Further, elements other than S such as Te, Bi, and P are known as elements for improving machinability, but the fact that even if improving the machinability to some extent, cracks easily occur at hot rolling or hot forging, so these are preferably made as low in content as possible is disclosed in Japanese Unexamined Patent Publication (Kokai) No. 9-71840, Japanese Patent Application No. 2000-160284, Japanese Unexamined Patent Publication (Kokai) No. 2000-219936, and Japanese Unexamined Patent Publication (Kokai) No. 2001-329335.
Further, Japanese Unexamined Patent Publication (Kokai) No. 11-222646 proposes a method of improving chip disposal by making the establishing the presence of at least 30 sulfides of 20 μm or more alone or groups of sulfides comprised of pluralities of sulfides connected substantially linearly in lengths of 20 μm or more in an observation field of a cross-section of 1 mm2 in the rolling direction. However, the dispersion of sulfides of the submicron level most effective for machinability in practice, including the method of production, is not alluded to. Further, not much can be expected in view of the ingredients as well.
Further, Japanese Unexamined Patent Publication (Kokai) No. 11-293391 proposes a method of improving the chip disposal by making the average size of the sulfide inclusions 50 μm2 or less and establishing the presence of 750 or more sulfide inclusions per 1 mm2. However, the dispersion of sulfides of the submicron level most effective for machinability in practice is not alluded to at all like in Japanese Unexamined Patent Publication (Kokai) No. 11-222646. Further, the technology for deliberately creating this and the method for investigating this are not described either.
On the other hand, cutting tool life tends to be focused on since it has a direct effect on the production efficiency etc., but even in machinability, surface roughness is high in technical difficulty. Surface roughness is affected by the inherent properties of the cut material, so it was difficult to obtain a surface roughness equal to or greater than that of conventional steel. The surface roughness is directly linked with the performance of the part, so deterioration of the surface roughness becomes a cause of decline in part performance or an increase in the defect rate at the time of product production and is often stressed more than tool life. In this sense, conventional lead free-machining steel was superior. Compared with simple sulfur free-machining steel, it is superior not only the tool life, but also the surface roughness, so much use has been made of it for preventing a drop in part performance.

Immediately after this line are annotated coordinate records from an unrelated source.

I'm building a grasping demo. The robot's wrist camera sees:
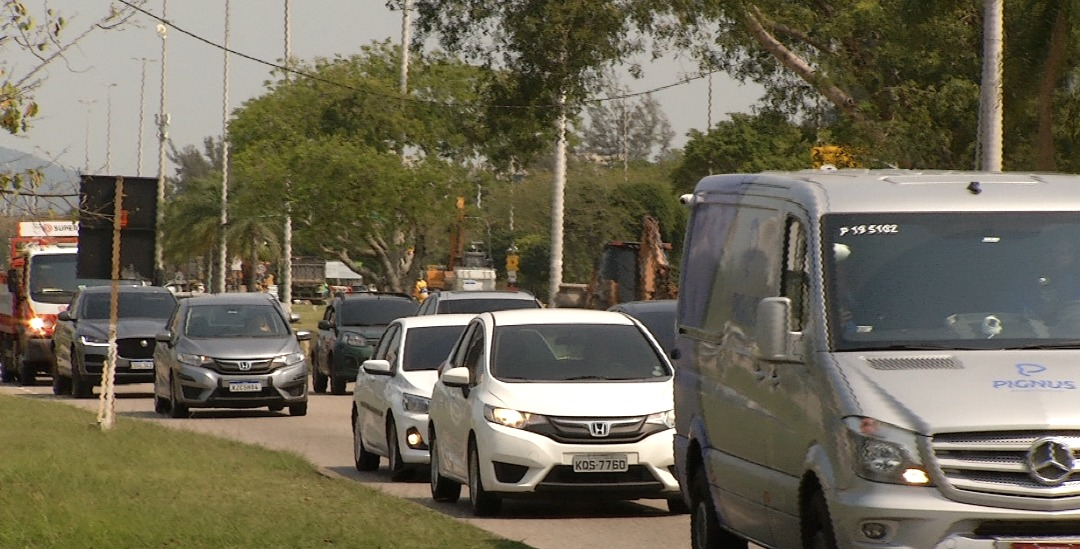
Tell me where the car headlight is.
[176,352,214,366]
[79,335,109,347]
[484,404,544,429]
[843,416,931,486]
[341,332,367,347]
[402,392,431,414]
[645,410,675,429]
[270,352,303,367]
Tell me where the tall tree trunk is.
[1035,5,1069,172]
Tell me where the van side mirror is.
[754,297,801,362]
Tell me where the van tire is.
[469,442,502,517]
[690,467,748,549]
[801,490,836,549]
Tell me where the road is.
[0,378,690,549]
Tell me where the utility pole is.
[978,0,1004,172]
[215,0,231,294]
[105,82,117,174]
[153,0,168,283]
[132,57,153,177]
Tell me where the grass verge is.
[0,396,527,549]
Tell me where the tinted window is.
[491,324,671,381]
[184,305,289,338]
[402,326,465,372]
[79,292,176,319]
[337,299,416,326]
[438,297,540,314]
[631,307,675,350]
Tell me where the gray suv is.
[153,293,311,417]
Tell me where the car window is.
[338,299,416,326]
[491,324,671,381]
[184,304,289,338]
[78,292,176,320]
[402,326,464,372]
[438,297,540,314]
[372,324,401,363]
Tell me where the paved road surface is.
[0,378,690,549]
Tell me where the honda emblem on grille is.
[1027,438,1076,486]
[589,421,611,438]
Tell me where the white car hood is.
[488,379,674,417]
[834,349,1080,434]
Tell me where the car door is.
[53,292,82,376]
[353,323,402,453]
[446,320,488,478]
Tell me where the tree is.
[0,0,135,193]
[577,86,675,164]
[673,110,815,192]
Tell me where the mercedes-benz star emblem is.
[1027,438,1076,486]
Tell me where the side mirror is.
[440,366,469,388]
[754,297,801,362]
[362,359,394,375]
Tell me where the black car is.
[608,299,678,357]
[311,292,417,394]
[52,284,176,399]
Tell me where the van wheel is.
[311,366,326,392]
[330,377,347,394]
[802,490,836,549]
[352,417,379,471]
[469,442,502,517]
[690,467,748,549]
[428,431,461,504]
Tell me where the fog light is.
[405,427,423,448]
[863,522,889,540]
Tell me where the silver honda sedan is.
[153,293,311,417]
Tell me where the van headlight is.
[484,404,544,429]
[402,392,431,414]
[843,416,932,486]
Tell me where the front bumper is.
[829,479,1080,549]
[475,421,679,499]
[175,362,308,409]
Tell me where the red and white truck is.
[0,220,81,385]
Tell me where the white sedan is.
[352,314,473,480]
[428,309,685,515]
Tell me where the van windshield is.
[822,212,1080,350]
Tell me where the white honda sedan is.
[428,309,685,515]
[352,314,473,481]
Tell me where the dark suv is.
[52,285,176,399]
[311,292,417,394]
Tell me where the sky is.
[0,0,760,177]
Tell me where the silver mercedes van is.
[672,170,1080,549]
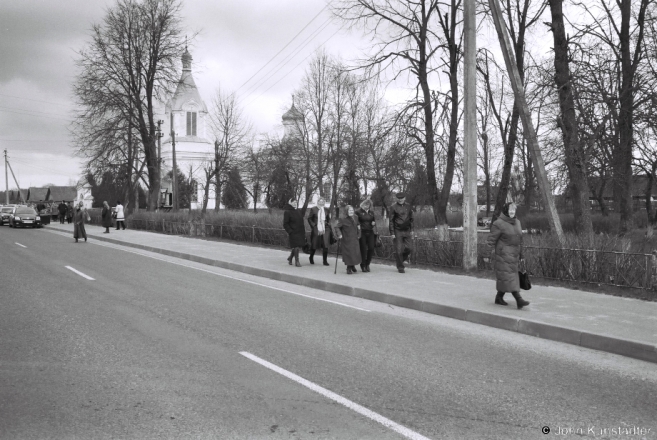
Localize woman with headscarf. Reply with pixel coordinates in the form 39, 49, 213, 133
283, 198, 306, 267
487, 203, 529, 309
335, 205, 362, 275
100, 200, 112, 234
308, 197, 333, 266
356, 199, 378, 272
114, 200, 125, 231
73, 202, 90, 243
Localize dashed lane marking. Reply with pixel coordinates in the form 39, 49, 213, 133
240, 351, 429, 440
64, 266, 96, 281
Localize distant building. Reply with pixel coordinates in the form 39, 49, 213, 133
46, 186, 78, 203
158, 48, 215, 209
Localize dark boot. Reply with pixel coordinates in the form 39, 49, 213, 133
511, 292, 529, 309
495, 292, 509, 306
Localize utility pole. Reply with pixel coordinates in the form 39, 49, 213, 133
171, 127, 178, 211
5, 148, 9, 205
463, 0, 477, 270
488, 0, 564, 245
5, 155, 25, 203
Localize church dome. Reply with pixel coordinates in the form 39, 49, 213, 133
283, 103, 303, 121
166, 47, 208, 112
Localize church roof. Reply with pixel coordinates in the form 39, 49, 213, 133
283, 103, 303, 121
167, 48, 208, 112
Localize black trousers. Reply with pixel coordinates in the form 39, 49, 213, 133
359, 230, 375, 266
395, 229, 411, 269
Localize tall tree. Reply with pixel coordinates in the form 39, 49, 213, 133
332, 0, 460, 234
549, 0, 593, 239
74, 0, 184, 210
210, 89, 253, 212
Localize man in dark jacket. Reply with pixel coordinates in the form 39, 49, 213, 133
57, 200, 68, 224
390, 193, 413, 273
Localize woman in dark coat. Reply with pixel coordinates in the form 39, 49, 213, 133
308, 197, 333, 266
66, 202, 75, 225
100, 201, 112, 234
73, 202, 89, 243
487, 203, 529, 309
283, 199, 306, 267
356, 199, 378, 272
336, 206, 362, 275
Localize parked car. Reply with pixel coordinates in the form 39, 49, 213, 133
0, 205, 15, 226
9, 206, 41, 228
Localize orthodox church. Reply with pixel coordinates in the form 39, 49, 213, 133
159, 48, 215, 209
157, 48, 303, 209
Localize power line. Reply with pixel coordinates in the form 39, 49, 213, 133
236, 4, 328, 92
244, 29, 340, 107
0, 109, 70, 121
0, 93, 64, 105
242, 18, 335, 100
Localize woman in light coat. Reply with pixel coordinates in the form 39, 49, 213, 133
335, 206, 362, 275
114, 200, 125, 231
487, 203, 529, 309
100, 201, 112, 234
308, 197, 335, 266
73, 202, 91, 243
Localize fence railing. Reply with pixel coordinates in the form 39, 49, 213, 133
114, 216, 657, 290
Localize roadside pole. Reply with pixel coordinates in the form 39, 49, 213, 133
486, 0, 564, 245
171, 127, 178, 211
5, 148, 9, 205
463, 0, 477, 271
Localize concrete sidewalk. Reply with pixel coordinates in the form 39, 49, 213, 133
47, 223, 657, 363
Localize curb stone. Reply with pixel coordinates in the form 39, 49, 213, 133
49, 228, 657, 363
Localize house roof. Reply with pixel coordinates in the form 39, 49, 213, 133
47, 186, 78, 202
27, 186, 48, 202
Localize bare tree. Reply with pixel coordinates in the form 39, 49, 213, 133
332, 0, 460, 237
574, 0, 657, 233
209, 89, 253, 212
74, 0, 183, 210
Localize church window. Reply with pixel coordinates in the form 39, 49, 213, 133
187, 112, 196, 136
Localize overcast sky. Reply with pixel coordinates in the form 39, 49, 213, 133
0, 0, 550, 190
0, 0, 366, 190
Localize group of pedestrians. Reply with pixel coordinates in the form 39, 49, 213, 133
283, 193, 413, 275
283, 192, 529, 309
68, 201, 125, 243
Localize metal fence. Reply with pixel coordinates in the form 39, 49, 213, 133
110, 216, 657, 289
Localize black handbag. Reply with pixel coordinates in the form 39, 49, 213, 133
518, 262, 532, 290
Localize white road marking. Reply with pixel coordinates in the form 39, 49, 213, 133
43, 231, 371, 312
64, 266, 96, 281
240, 351, 429, 440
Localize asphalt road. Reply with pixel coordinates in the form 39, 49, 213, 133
0, 227, 657, 439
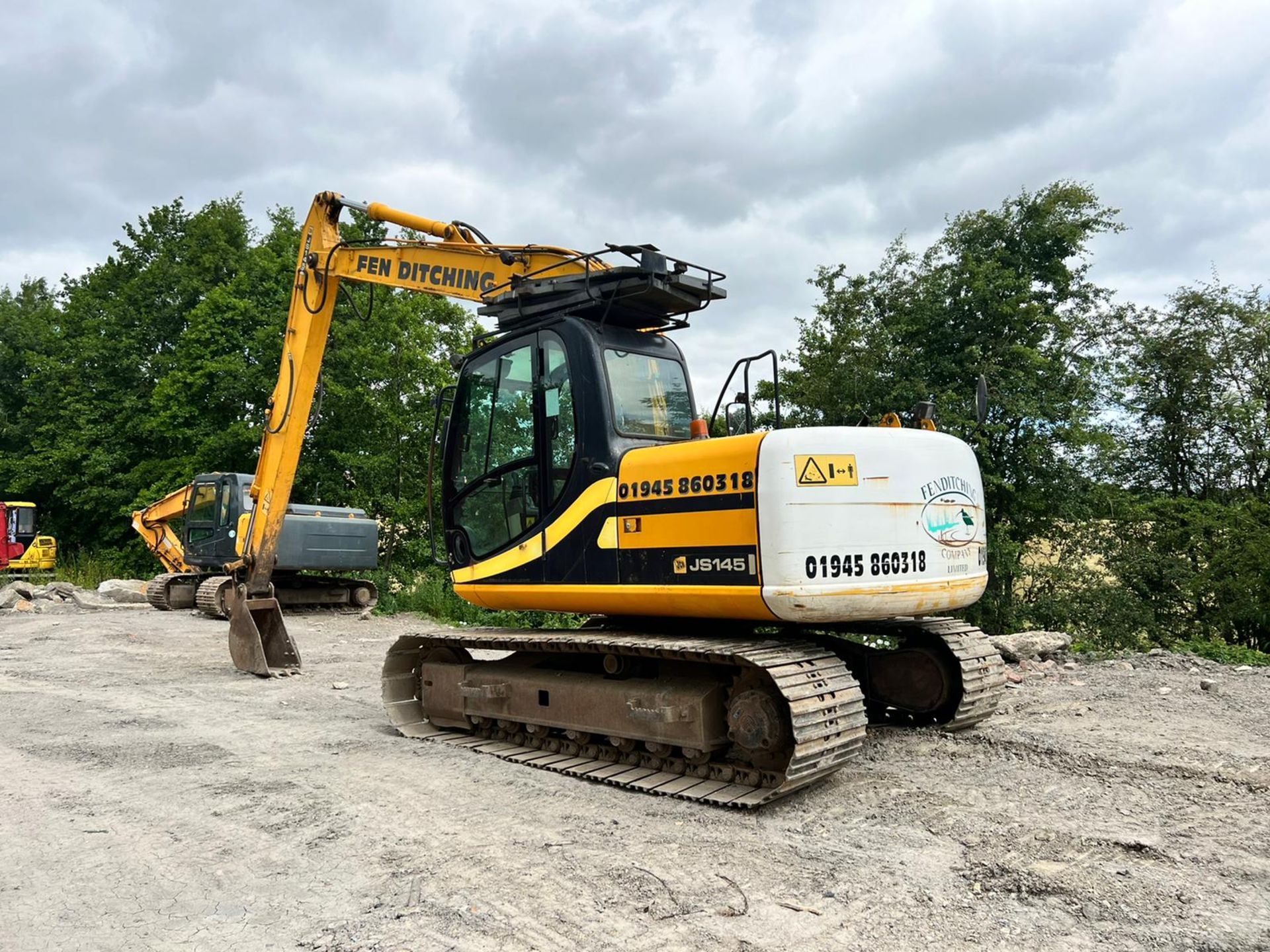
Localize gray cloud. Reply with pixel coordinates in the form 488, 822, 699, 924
0, 0, 1270, 400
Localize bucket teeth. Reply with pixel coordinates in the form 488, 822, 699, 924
230, 596, 300, 678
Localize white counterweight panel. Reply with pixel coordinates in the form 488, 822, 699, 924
757, 426, 988, 622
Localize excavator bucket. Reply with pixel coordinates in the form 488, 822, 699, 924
230, 586, 300, 678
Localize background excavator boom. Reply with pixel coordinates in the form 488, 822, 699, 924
132, 484, 193, 573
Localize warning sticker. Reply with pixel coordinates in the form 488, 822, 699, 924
794, 453, 860, 486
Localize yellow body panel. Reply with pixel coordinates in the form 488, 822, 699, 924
0, 500, 57, 573
451, 433, 775, 621
617, 433, 767, 502
454, 584, 776, 622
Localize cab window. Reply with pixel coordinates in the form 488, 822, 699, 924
447, 331, 578, 559
189, 483, 216, 542
605, 349, 692, 439
542, 338, 577, 504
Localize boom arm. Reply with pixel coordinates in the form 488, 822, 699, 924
132, 486, 192, 573
230, 192, 609, 675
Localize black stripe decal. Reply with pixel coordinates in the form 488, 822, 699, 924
617, 546, 758, 585
617, 493, 754, 516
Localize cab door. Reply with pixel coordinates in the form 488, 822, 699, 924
443, 331, 577, 582
184, 475, 239, 566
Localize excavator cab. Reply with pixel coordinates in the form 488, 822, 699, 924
0, 501, 57, 574
439, 254, 725, 584
182, 472, 242, 566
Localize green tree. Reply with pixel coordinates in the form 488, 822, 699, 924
783, 182, 1121, 631
0, 197, 474, 573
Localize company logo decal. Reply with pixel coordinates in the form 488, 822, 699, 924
922, 476, 980, 548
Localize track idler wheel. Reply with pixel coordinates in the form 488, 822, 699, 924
865, 639, 961, 725
728, 672, 794, 770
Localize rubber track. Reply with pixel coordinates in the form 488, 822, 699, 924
146, 573, 183, 612
384, 629, 867, 807
187, 575, 380, 618
194, 575, 233, 618
852, 618, 1006, 731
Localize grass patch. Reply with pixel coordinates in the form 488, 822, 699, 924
371, 567, 587, 628
1072, 639, 1270, 666
1171, 639, 1270, 666
54, 548, 142, 589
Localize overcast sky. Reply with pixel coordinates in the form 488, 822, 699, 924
0, 0, 1270, 403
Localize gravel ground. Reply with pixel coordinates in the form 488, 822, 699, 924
0, 607, 1270, 952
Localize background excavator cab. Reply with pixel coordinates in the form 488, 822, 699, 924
183, 472, 241, 566
0, 501, 57, 573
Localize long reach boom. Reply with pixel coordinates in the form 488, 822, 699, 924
230, 192, 609, 676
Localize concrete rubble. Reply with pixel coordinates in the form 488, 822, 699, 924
0, 579, 148, 614
990, 631, 1072, 661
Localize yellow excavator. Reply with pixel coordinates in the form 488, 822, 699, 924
230, 192, 1003, 807
132, 472, 378, 618
0, 500, 57, 576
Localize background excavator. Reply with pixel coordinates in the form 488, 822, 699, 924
0, 500, 57, 576
230, 192, 1003, 806
132, 472, 378, 618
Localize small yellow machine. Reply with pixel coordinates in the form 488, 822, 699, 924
132, 472, 378, 618
0, 500, 57, 575
230, 192, 1003, 806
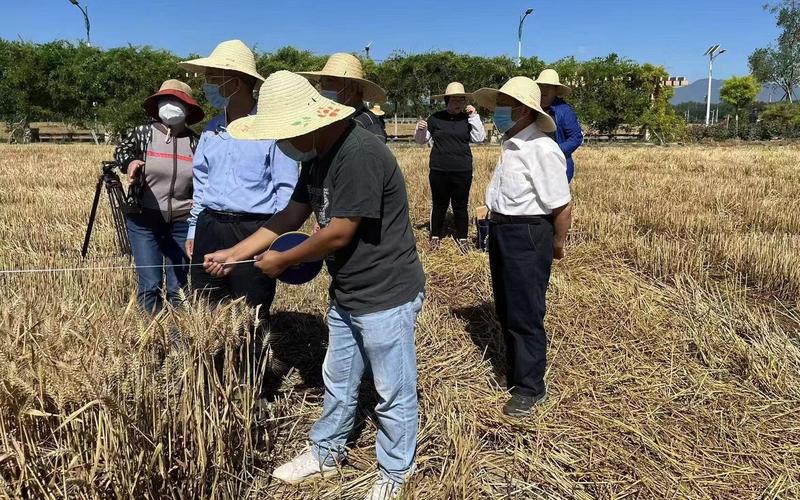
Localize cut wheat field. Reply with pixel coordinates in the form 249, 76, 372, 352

In technology relating to steel for improving the surface roughness, in general free-machining elements such as Pb and Bi are added. In addition, however, for example, as seen in Japanese Unexamined Patent Publication (Kokai) No. 5-345951, for securing a desired surface roughness by making the average size of the MnS inclusions finer to not more than 50 μm2, graphite free-machining steel superior in tool life and finished surface roughness characterized by containing graphite having an average cross-sectional area of 5 to 30 μm2 in an amount of 0.20 to 1.0% in a ferrite matrix has been seen. However, even with these techniques, it is difficult to obtain a surface roughness equal to or better than that of conventional lead free-machining steel. That is, so-called low carbon and lead free-machining steel SUM24L has been superior in surface roughness in the past. The reason is believed to be that the level of fine dispersion of inclusions defined in these only concerns grains of an average size of 3 μm or so, so homogeneous dispersion is insufficient and therefore built-up edges easily are formed and the surface roughness cannot be improved as much as that of conventional lead free-machining steel.